Wedge Play

“Do not try to keep your head down in wedge play”

PGA Pro Paul Thompson

Although I have seen and heard this advice given a number of times by good coaches it still seems to be something that some club/social golfers revert to as a swing thought in playing wedge shots. This largely leads to immobilising the torso rotation through impact, we now loose body/arm connection and natural weight movement which in turn creates the tendency to become too flippy or “hands” at impact. All of which means you will struggle to control the force or pressure you impart on the ball and the trajectory of the shot – two main points to good wedge play. The key message here is to let yourself move naturally through the shot whilst still maintaining your initial posture angle but don’t stop moving at impact.

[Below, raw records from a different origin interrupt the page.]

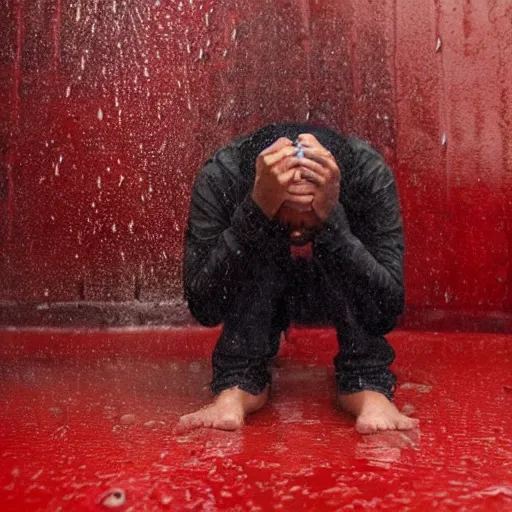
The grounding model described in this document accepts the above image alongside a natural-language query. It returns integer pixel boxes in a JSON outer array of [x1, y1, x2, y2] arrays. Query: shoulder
[[193, 137, 247, 192], [343, 137, 394, 193]]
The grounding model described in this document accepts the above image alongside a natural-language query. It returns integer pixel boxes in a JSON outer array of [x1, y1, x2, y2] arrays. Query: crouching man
[[178, 123, 418, 434]]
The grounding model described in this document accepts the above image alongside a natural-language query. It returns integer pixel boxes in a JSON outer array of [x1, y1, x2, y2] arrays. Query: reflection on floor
[[0, 330, 512, 512]]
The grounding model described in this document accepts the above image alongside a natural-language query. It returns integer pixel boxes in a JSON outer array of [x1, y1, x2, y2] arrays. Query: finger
[[277, 169, 296, 186], [260, 137, 293, 155], [300, 158, 332, 179], [286, 180, 317, 196], [260, 146, 297, 167], [301, 169, 327, 187], [297, 133, 323, 147]]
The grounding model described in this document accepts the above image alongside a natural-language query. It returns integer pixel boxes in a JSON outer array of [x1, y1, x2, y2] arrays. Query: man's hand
[[251, 137, 316, 219], [288, 133, 341, 222]]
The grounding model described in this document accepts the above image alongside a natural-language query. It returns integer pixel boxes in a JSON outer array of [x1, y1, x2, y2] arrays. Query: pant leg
[[288, 260, 396, 400], [211, 260, 288, 395]]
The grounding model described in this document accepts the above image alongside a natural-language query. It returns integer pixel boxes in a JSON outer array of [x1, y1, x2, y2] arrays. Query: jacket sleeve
[[184, 160, 283, 326], [314, 156, 405, 335]]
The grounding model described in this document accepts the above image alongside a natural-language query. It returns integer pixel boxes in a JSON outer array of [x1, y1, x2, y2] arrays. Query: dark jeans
[[211, 254, 396, 399]]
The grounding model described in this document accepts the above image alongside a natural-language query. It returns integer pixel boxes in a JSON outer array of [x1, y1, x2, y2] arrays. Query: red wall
[[0, 0, 512, 330]]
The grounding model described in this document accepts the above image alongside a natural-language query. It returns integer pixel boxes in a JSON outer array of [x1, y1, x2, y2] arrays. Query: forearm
[[314, 204, 404, 334], [184, 196, 285, 325]]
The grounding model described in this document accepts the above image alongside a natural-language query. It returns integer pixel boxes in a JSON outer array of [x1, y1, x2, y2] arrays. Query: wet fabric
[[184, 124, 404, 398]]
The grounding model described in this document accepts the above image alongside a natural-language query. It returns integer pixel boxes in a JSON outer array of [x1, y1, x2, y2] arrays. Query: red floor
[[0, 330, 512, 512]]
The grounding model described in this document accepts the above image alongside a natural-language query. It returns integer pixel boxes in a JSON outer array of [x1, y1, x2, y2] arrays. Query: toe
[[396, 416, 419, 430], [356, 418, 377, 434], [214, 414, 244, 430]]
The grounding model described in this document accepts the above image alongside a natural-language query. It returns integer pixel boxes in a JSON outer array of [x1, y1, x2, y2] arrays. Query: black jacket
[[184, 124, 404, 334]]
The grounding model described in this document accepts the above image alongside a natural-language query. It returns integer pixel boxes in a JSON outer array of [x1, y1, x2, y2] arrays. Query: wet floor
[[0, 331, 512, 512]]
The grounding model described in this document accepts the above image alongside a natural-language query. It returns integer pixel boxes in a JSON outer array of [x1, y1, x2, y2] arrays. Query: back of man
[[179, 123, 417, 433]]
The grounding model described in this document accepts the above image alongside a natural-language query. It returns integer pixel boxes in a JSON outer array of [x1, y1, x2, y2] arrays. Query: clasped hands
[[251, 133, 341, 222]]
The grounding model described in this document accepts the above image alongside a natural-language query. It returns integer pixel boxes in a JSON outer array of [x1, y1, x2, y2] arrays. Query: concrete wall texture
[[0, 0, 512, 330]]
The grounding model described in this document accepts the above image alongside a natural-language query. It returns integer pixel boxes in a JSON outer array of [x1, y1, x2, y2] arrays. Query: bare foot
[[338, 390, 419, 434], [176, 386, 269, 433]]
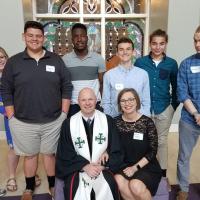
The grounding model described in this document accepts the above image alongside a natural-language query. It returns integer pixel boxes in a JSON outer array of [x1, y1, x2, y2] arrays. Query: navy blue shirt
[[1, 49, 72, 123], [135, 54, 178, 114]]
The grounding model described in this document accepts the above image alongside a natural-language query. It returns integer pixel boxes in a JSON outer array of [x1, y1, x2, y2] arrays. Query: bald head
[[78, 88, 97, 117], [78, 88, 96, 99]]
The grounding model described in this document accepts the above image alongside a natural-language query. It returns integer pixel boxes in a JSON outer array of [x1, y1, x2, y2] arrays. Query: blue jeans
[[177, 120, 200, 192]]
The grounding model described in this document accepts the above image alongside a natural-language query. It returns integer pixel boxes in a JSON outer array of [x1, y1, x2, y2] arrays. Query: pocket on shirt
[[159, 69, 169, 80]]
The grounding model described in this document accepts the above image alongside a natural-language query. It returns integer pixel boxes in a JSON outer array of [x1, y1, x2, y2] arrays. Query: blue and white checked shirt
[[102, 65, 150, 117], [177, 54, 200, 125]]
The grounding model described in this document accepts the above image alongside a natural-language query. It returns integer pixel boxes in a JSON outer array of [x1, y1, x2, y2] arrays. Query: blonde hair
[[0, 47, 8, 59], [195, 26, 200, 33]]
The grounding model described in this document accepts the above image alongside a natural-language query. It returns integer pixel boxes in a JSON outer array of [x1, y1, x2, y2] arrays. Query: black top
[[115, 115, 160, 171], [1, 49, 72, 123], [56, 116, 123, 180]]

One of the more common questions that get asked about playing wedges is how to get spin. The real simple answer here is you need to have the right conditions to create a lot of friction between the ball and face at impact. To do this it’s worth noting the following points.

 

  • The type of lie plays a big role in setting the limits of creating spin.
  • More friction will tend to lower the ball flight regardless of the loft on the club. In other words a ball coming off a 48 degree club that has a lot of spin will fly lower that a ball that has been hit with the same loft but has a lot less spin.
  • A wet ball, wet clubface will typically reduce friction therefore leads to a higher ball flight.
  • The primary role for grooves is to disperse any moisture or substance that gets between the ball and face. You should always try to hit wedge shots with a clean face especially the grooves. Also older clubs with worn grooves will have less chance of spinning a ball than those with newer grooves.
  • A premium golf ball when struck correctly will always flight the ball lower and spin more than non-premium golf balls.
  • I have found that you will get more friction with a bottom of the ball contact as opposed to a back of the ball contact. This means the bounce or sole of the clubs interaction with the ground is more a brushing rather than a digging effect that has big deep divots.

 

Overall if a player adds skill development and variability to their practice and not just blocked or repetitive training when working on your wedge game it gives you the best opportunity to explore and improve your scoring potential in your golf.